LH: No, no, I really do not. I’ve made a lot of movies with Ingmar, I’ve directed some from his scripts, but I do not watch them. You do a movie or a play, it’s tremendously important at the time, and then you go on. It’s part of life. For me, what’s special with Ingmar — first of all, he’s an incredible director. But that doesn’t mean I want to watch his movies again and again. I don’t understand actors that do that. I was once with a very famous actor in Hollywood at a dinner he had thrown, and afterward, he put his movies on the TV for the rest of the guests to watch! I don’t want to be that actor, not even at my age.”
FEATURE PIECES
David Ehrlich on 9 movies that distributors should buy from the Berlin Film Festival for Indiewire:
“Transit – An inscrutable film that unfolds like a remake of “Casablanca” as written by Franz Kafka and set in 2018, Christian Petzold’s follow-up to “Phoenix” tells a story that’s unstuck in time. Boldly adapted from Anna Seghers’ 1944 novel of the same name, “Transit” takes an existential romance about a man (Franz Rogowski) who’s trying escape from Nazi-occupied Europe via Marseille, and transplants it into the present day — sort of. While the film was clearly shot on the streets of modern France (the roads hum with electric cars, and the cinematography isn’t aged in any way), digital technology is also nonexistent, and the bureaucracy our hero encounters is decidedly old-fashioned. As our desperate hero assumes the identity of a dead writer and begins an oblique flirtation with the late author’s wife (Paula Beer), Petzold’s beguiling new feature loses itself somewhere between reality and allegory, blurring the two together in order to create something that belongs to both and neither.”

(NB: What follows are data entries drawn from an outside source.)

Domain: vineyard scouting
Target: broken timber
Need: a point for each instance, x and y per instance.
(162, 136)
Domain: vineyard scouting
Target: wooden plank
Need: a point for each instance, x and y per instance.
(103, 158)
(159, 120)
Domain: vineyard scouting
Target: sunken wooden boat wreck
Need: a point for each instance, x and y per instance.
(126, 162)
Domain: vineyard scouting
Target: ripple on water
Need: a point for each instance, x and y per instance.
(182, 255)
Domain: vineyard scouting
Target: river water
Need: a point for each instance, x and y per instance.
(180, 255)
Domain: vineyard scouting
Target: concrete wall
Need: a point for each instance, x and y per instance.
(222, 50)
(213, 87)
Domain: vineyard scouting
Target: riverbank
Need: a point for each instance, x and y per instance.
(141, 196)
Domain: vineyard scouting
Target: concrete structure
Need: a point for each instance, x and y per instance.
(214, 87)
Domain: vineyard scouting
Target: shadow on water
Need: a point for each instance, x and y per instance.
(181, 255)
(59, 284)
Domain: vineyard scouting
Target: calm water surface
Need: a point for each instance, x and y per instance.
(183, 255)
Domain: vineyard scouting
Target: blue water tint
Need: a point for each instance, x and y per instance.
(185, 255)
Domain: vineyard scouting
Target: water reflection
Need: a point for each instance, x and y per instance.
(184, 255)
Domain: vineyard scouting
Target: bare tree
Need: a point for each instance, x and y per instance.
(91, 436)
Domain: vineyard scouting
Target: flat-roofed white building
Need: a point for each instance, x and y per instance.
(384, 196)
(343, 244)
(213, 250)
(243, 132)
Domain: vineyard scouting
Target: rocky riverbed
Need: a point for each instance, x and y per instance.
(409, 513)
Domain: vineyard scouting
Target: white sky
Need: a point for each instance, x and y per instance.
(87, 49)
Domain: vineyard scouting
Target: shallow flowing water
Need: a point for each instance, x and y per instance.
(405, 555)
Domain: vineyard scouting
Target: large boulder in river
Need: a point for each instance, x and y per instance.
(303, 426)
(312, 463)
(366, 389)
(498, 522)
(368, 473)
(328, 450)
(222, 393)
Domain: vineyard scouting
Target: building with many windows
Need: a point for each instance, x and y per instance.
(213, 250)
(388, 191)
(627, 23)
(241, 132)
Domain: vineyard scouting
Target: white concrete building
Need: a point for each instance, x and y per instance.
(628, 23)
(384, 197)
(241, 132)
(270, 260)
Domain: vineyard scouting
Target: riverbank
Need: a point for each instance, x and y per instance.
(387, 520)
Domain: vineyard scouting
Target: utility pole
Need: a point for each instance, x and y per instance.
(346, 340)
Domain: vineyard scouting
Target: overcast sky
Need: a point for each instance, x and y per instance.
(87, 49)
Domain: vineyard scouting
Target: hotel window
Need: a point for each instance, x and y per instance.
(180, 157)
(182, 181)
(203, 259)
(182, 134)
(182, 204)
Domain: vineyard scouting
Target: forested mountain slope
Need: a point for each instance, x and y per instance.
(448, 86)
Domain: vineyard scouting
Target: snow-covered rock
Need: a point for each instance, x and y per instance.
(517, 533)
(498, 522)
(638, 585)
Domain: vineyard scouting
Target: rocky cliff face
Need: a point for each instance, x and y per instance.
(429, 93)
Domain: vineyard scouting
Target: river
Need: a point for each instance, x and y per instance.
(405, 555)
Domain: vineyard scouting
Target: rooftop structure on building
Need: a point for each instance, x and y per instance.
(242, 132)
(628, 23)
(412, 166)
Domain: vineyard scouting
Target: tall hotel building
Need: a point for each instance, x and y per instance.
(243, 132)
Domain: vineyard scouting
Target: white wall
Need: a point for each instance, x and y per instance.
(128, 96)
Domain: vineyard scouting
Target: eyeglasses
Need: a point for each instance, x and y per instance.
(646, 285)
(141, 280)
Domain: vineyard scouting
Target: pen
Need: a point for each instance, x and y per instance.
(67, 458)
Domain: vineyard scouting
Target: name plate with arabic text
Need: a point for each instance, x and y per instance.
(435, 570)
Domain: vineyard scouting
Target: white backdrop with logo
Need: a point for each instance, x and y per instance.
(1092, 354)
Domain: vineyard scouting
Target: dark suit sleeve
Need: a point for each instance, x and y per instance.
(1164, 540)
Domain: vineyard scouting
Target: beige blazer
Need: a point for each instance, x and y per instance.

Genevieve Koski in conversation on Phantom Thread‘s Best Picture chances for Vox:
“…I love fashion-industry stories, which are rarely attempted at the difficulty level Anderson is working at here. And even though I was a little disappointed that fashion design was more embellishment than underpinning with this movie, I did appreciate the acknowledgment of the physical labor that goes into couture, from the close-ups of calloused fingertips to the — too brief, in my opinion — glimpses we get of the Woodcock atelier. (If you’re intrigued by the atelier and want more insight into that system, allow me to suggest the 2015 documentary Dior and I, which is streaming on Netflix.
…what makes Phantom Thread so sticky is that what it’s really about is not there on the surface; it’s tucked away in the seams and lining of this rigorously designed and structured film — its phantom threads, so to speak. (Don’t worry, I am groaning at me on your behalf.)”
Noel Murray on why the Best Picture race is a “crapshoot” for The Week:
“This year, of the nine Best Picture nominees, there are four that would fit into what could be called the “traditional” Academy Awards mold. Darkest Hour and Dunkirk are stylish, large-scale movies about war and sacrifice; Phantom Thread is a handsome, well-acted period-piece; and The Post is a star-studded, politically relevant dramatization of an important moment in American media history. And yet none of these are considered favorites to win the Oscars’ big prize.
Neither does there seem to be much hope for Call Me by Your Name, Get Out, or Lady Bird, each of which falls into the old “honor just to be nominated” slot. They’re critics’ darlings (and in the case of Get Out and Lady Bird, big box office hits) that may score in one of the less-prestigious Oscar categories. If any of these three won Best Picture, it’d be a Moonlight-level upset.